Dän.: Skat og skyld er ingen ære-gave, men en pligt. (Prov. dan., 14.)


4. Steuern und schlecht Wetter sind nicht beliebt.

»Steuern und schlecht Wetter sind ominös für jede Regierung


5. Um an Kreuzer Steuer soll men an Gaul zu todt reit'n. (Franken.)

Zunächst die Abgeneigtheit zum Steuerzahlen ausdrückend, dann aber auch, um zu sagen: für das kleinste Recht soll man das grösste Opfer nicht scheuen.


6. Wenn die alten Steuern zu schwer sind, muss man keine neuen dazu machen.

»Wenn die Unterthanen, sagte Kaiser Valentinian, die alten Auflagen nicht bezahlen können, wie werden sie die neuern bezahlen.« (S. Ambros. orat. in Valentiniani funere.)


7. Wenn's an die Steuer (zum gemeinen Nutzen) geht, so sucht jeder den Bettelmantel hervor.

Vgl.
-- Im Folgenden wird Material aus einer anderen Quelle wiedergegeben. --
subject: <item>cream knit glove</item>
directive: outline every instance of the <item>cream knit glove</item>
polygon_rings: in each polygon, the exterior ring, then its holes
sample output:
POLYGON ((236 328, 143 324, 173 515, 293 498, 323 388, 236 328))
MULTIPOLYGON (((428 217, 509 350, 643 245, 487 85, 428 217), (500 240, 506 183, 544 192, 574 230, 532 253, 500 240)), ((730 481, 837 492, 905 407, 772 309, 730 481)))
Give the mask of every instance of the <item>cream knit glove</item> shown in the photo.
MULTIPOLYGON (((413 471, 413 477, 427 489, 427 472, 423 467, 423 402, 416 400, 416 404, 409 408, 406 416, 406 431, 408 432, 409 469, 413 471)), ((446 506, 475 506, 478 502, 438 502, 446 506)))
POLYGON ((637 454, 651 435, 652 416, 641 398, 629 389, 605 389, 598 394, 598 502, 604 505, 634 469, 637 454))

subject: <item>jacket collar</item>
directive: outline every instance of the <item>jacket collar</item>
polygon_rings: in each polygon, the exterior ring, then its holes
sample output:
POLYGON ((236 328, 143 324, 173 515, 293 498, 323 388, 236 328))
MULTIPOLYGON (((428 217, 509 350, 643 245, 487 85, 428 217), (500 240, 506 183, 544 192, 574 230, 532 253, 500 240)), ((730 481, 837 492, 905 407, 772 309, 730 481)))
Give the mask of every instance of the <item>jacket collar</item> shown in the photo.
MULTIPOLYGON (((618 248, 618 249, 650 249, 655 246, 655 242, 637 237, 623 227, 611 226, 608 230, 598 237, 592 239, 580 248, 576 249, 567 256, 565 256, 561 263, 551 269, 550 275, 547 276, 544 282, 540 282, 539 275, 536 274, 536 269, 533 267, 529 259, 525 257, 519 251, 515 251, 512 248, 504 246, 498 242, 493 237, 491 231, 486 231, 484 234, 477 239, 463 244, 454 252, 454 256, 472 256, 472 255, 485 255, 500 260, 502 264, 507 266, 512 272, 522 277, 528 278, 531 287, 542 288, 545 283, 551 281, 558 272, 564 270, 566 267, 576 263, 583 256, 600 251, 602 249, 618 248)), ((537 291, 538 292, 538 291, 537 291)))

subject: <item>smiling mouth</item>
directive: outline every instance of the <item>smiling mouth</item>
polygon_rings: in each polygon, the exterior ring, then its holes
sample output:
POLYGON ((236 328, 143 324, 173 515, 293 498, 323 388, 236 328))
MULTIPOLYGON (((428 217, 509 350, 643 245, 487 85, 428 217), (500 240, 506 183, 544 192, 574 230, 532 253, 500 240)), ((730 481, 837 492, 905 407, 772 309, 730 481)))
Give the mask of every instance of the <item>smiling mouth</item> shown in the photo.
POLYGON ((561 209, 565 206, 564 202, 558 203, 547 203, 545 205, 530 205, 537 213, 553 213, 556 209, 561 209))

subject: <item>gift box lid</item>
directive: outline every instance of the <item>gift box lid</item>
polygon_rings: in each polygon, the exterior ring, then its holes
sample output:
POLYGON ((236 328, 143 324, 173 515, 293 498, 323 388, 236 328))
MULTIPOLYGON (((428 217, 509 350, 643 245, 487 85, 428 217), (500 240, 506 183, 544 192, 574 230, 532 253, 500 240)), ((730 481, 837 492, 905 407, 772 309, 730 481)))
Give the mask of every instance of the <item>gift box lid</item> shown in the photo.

Schlosser's Geschichte des 18. u. 19. Jahrhunderts, I.


8. Wer die Steuern verdoppeln will, soll auch zweifache Ernten geben.

»Willst du die Auflagen verdoppeln«, sagte Hybranas zu Antonius, »so gib uns eine doppelte Ernte.« (Plutarch.) Sprichwort wie andere Aussprüche aus allen Zeiten warnen davor, die Steuerkraft des Volks zu sehr anzuspannen. »Alle Finanzoperationen, die zu tief ins Fleisch eindringen, gehen auf das Leben des Staatskörpers.« »Das Aerarium«, sagt Plinius, »sei keine Niederlage von Bürgerspolien.« Und Seneca bemerkt: »Ein Wald ist bald zu Asche gemacht.« Unser deutsches Sprichwort spricht den Gedanken bekanntlich durch die Worte aus: »Man mag die Schafe scheren, man soll ihnen aber die Haut lassen.« »Nimm der Henne die Eier ab«, sagt Lafontaine, »aber lass ihr den Eierstock.« Als die Präfecten der Provinzen dem Tiberius den Vorschlag machten, die Auflagen noch mehr zu erhöhen, gab er zur Antwort: »Man mag wol die Schafe scheren, aber erwürgen muss man sie nicht.« (Vgl. Kornmann, IV, 22; V, 214.)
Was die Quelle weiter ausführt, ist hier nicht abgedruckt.